Diffusion and scaling in escapes from two-degree-of-freedom Hamiltonian systems

This paper summarises an investigation of the statistical properties of orbits escaping from three different two-degree-of-freedom Hamiltonian systems which exhibit global stochasticity. Each H=H_{0}+eH', with H_{0} integrable and eH' a nonintegrable correction, not necessarily small. For e below a critical e_{0} escapes are impossible energetically. For somewhat higher values, escape is allowed energetically but many orbits never escape and the escape probability P for a generic orbit ensemble decays exponentially.

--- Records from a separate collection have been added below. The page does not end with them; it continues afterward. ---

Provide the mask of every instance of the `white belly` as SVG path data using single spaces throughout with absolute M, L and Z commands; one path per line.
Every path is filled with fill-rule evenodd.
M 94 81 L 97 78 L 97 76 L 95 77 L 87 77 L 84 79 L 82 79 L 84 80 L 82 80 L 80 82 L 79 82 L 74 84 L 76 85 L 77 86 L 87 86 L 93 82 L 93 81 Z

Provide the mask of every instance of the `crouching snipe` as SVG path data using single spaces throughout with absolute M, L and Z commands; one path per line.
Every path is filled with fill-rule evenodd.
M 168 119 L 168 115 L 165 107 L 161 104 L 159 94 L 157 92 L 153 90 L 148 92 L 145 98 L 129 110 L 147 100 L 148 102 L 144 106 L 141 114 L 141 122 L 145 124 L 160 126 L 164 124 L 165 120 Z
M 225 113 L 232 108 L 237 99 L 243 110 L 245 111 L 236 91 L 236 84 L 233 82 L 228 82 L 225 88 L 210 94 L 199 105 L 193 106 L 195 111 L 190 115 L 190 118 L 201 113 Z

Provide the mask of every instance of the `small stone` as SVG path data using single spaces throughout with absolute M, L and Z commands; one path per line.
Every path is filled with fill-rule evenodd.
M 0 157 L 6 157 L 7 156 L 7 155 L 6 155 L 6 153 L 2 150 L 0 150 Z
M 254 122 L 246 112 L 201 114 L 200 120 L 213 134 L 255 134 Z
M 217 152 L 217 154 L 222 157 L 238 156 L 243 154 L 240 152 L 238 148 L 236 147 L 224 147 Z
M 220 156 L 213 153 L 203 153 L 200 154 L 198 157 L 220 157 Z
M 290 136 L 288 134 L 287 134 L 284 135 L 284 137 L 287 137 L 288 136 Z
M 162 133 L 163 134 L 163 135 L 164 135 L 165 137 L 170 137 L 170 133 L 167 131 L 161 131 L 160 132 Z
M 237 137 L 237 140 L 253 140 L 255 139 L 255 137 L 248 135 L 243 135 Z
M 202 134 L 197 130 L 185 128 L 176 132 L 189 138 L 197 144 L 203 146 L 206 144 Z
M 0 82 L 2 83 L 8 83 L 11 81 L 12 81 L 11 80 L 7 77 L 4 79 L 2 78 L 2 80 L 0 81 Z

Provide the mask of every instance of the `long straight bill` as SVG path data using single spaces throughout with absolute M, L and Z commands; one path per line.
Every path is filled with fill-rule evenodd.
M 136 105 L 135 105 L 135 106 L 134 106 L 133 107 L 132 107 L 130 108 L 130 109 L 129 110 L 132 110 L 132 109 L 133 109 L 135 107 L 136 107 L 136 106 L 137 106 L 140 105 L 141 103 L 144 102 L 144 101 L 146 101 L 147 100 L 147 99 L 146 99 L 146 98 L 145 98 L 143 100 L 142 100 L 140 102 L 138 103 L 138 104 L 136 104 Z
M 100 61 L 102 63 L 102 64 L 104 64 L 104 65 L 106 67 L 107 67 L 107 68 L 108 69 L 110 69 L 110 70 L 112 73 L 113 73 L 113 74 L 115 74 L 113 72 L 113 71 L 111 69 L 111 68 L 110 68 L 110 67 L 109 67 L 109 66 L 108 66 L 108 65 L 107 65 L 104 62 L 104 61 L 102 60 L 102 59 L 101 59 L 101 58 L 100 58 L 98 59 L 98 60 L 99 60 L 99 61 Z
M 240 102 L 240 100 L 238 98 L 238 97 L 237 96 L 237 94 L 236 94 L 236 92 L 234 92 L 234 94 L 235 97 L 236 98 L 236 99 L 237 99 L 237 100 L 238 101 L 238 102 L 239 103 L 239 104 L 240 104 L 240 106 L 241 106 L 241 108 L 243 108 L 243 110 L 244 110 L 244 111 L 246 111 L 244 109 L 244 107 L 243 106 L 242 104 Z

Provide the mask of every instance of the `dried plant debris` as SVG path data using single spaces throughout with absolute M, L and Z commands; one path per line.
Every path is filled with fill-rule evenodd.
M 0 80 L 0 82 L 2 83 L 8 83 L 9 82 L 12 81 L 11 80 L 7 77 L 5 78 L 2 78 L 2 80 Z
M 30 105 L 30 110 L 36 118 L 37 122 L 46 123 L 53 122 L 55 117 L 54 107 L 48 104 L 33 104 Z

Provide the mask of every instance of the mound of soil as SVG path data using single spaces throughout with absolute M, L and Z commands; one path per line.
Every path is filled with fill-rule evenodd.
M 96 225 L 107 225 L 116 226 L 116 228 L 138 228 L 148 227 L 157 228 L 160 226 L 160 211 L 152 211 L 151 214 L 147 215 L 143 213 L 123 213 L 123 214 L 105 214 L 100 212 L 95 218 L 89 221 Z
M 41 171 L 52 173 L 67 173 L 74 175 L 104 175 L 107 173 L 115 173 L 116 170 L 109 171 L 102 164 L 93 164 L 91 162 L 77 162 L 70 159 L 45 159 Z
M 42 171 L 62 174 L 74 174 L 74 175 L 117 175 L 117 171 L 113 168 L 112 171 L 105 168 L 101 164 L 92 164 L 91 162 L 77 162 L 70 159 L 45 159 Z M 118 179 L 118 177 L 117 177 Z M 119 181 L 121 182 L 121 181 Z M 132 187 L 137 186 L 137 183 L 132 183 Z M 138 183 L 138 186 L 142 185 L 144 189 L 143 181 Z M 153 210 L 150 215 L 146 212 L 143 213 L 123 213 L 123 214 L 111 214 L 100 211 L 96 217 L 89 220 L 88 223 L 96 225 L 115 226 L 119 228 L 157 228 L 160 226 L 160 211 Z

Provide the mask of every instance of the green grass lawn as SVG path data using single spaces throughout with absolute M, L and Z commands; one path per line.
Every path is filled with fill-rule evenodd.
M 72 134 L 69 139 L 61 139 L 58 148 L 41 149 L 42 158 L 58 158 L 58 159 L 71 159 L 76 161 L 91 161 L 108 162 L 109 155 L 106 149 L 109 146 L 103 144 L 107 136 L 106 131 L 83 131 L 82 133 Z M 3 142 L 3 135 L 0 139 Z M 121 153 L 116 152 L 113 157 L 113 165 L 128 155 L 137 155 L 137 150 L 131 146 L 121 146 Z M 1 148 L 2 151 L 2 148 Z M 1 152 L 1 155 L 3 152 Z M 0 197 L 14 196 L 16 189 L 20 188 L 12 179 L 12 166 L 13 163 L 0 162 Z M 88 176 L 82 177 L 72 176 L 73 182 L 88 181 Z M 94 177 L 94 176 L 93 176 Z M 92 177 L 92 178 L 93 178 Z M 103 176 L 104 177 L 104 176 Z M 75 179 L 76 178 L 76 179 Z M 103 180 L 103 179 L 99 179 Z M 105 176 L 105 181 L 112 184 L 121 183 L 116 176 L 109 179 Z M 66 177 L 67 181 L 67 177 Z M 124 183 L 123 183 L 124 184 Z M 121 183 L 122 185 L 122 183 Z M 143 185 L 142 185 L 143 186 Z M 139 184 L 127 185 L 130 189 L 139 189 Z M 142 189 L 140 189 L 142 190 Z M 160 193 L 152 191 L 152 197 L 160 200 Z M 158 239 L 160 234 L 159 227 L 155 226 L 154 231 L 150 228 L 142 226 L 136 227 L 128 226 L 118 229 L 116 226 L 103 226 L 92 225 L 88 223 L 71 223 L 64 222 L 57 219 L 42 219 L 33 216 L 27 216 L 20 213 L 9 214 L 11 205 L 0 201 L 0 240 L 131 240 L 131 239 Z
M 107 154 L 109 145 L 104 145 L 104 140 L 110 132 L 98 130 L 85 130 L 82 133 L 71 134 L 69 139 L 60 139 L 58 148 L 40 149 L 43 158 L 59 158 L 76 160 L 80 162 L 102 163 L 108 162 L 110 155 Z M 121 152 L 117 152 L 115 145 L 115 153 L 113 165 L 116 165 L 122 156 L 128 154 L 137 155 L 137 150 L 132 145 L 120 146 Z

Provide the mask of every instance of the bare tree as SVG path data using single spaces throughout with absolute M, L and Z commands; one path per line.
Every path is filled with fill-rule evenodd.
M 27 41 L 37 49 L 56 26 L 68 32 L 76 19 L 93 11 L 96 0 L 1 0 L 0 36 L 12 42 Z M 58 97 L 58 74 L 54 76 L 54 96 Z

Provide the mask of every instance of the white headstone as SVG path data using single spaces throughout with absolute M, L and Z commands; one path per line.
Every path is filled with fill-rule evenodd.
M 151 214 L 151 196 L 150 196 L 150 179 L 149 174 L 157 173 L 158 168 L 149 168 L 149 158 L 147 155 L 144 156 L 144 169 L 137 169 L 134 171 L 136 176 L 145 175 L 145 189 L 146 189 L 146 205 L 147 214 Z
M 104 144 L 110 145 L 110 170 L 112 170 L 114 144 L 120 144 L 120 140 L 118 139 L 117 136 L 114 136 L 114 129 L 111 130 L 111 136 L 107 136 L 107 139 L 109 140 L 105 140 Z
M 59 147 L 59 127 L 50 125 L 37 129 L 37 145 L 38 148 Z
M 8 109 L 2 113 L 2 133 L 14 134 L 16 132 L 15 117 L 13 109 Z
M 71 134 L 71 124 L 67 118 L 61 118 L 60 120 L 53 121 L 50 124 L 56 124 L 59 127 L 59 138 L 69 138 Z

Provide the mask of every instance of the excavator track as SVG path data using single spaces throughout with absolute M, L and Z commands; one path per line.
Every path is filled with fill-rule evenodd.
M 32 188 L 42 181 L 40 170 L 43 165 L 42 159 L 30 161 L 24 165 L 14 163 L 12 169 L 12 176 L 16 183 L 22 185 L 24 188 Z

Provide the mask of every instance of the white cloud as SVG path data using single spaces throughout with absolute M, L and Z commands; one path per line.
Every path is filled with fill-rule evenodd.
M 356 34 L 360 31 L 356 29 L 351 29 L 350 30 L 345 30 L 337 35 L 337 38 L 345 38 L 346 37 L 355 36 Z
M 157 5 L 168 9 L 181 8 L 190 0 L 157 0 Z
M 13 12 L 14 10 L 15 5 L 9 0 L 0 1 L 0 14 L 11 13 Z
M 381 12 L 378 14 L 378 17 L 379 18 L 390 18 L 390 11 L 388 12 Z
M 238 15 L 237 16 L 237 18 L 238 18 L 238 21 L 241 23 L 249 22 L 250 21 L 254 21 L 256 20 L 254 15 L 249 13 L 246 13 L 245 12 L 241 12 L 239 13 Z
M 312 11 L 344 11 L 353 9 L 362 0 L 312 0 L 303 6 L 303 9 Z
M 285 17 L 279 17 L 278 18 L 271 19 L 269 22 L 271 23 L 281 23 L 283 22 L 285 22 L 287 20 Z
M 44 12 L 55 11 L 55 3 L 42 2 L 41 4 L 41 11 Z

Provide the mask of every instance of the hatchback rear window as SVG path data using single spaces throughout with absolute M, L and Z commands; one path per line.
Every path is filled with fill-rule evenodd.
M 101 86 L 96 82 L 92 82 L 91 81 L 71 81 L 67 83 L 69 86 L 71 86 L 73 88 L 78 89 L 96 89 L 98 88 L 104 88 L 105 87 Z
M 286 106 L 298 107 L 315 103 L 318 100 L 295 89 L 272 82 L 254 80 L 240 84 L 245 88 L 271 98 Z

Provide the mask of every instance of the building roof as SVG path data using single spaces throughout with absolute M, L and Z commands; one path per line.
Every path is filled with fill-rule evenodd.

At or near a critical e_{1}>e_{0}, there is an abrupt qualitative change in behaviour. Above e_{1}, P typically exhibits (1) a rapid evolution towards a nonzero P_{0}(e) followed by (2) a much slower subsequent decay towards zero which, in at least one case, is well fit by a power law P=const x t^{m}, with m=0.35-0.40. In all three cases, P_{0} and the time T required to converge towards P_{0} scales in e-e_{1}, i.e., P_{0}=const x (e-e_{1})^{a} and T=const x (e-e_{1})^{b}, and T also scales in the size r of the region sampled for initial conditions, i.e., T=const x r^{-d}. To within statistical uncertainties, the best fit values of the critical exponents are the same for all three potentials, namely: a=0.5, b=0.4, and d=0.1, and satisfy a-b-d=0. The transitional behaviour observed near e_{1} is attributed to the breakdown of some especially significant KAM tori or cantori. The power law behaviour at late times is interpreted as reflecting intrinsic diffusion of chaotic orbits through cantori surrounding islands of regular orbits.